Additionally, I did have a story element issue. In the book, finding out who Peeta was with the offering of the bread to a starving Katniss was vital to discovering Peeta’s personality. And unfortunately I do not feel that it is very well exposited in the film at all. In fact I wondered if you would even quite know what was going on with the bread scene if you had not read the book. It seemed very poorly executed.
And then there’s the use of Ceaser Flickerman’s narration only when we as the viewer needed it. It was way too obvious and not very well weaved into the story. It was very transparent that it was used only for exposition, which makes for a very bad viewing experience.
Not All Bad By Any Means
Having said that, there is much more good that outweighs these irritations — like James Newton Howard’s score. Howard really captures the feel and mood of Katniss’ world very well and I enjoyed it very much. Just as vital were the times when there was no music and the music then comes in at a vital moment. That makes for a very powerful audio visual experience. For instance throughout the reaping when Primm is chosen and Katniss volunteers there is no music. It’s stark and bare. But as Effie asks for applause for Katniss and instead the district gives her their three-finger salute, the low bass tones that begin to color the mood are absolutely, stunningly perfect.
In fact all the sound design in the movie is very well thought out.
Stanely Tucci as Ceaser Flickerman is absolutely delightful as is Elizabeth Banks as Effie Trinket. In fact in large part I could not have asked for better casting in this film.
The evoking of the Schindler’s List style nazism is well done in the beginning of the film as the children present themselves for the reaping.
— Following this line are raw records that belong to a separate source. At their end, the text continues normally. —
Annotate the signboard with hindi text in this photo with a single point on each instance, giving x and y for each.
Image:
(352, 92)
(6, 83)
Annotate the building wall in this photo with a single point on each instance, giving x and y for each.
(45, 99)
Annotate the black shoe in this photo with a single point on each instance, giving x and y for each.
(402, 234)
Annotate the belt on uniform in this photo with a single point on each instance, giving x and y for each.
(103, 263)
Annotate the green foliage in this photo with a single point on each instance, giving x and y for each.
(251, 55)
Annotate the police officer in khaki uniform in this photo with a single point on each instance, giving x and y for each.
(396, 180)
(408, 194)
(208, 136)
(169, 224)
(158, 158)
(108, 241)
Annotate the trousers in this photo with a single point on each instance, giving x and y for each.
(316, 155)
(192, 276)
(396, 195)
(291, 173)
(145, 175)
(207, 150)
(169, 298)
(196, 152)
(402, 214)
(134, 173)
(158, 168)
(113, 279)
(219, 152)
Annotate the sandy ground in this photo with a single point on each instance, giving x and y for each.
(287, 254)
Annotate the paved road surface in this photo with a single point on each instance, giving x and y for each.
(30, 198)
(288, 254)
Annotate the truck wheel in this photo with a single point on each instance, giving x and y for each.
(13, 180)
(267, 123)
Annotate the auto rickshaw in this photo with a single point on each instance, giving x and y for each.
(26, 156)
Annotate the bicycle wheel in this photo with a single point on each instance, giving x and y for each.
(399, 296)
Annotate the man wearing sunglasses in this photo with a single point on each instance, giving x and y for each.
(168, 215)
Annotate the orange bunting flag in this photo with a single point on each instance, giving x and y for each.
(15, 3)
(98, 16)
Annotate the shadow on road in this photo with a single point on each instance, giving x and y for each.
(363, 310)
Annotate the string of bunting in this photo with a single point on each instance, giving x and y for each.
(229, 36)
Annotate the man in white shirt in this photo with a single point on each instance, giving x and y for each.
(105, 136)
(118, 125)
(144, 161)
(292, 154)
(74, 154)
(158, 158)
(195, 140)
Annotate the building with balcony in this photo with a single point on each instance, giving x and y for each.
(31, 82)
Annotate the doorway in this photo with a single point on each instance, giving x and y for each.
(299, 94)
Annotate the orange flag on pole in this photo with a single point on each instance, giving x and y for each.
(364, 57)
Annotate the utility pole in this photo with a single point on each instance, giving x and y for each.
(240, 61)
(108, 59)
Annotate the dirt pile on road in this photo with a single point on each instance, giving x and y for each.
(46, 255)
Though not completely black and white, there is a very drab, washed out, and gritty appearance that serves the film very well.
And ultimately I was also very pleased with the visual effects. There was CGI in this movie, but it never felt like a CGI extravaganza. And in watching the special features, there were shots in the film that looked totally real that were in fact, completely CGI. This is a testament to how well done the CGI was.
And ultimately the themes this film explores really hit uncomfortably close to home many times.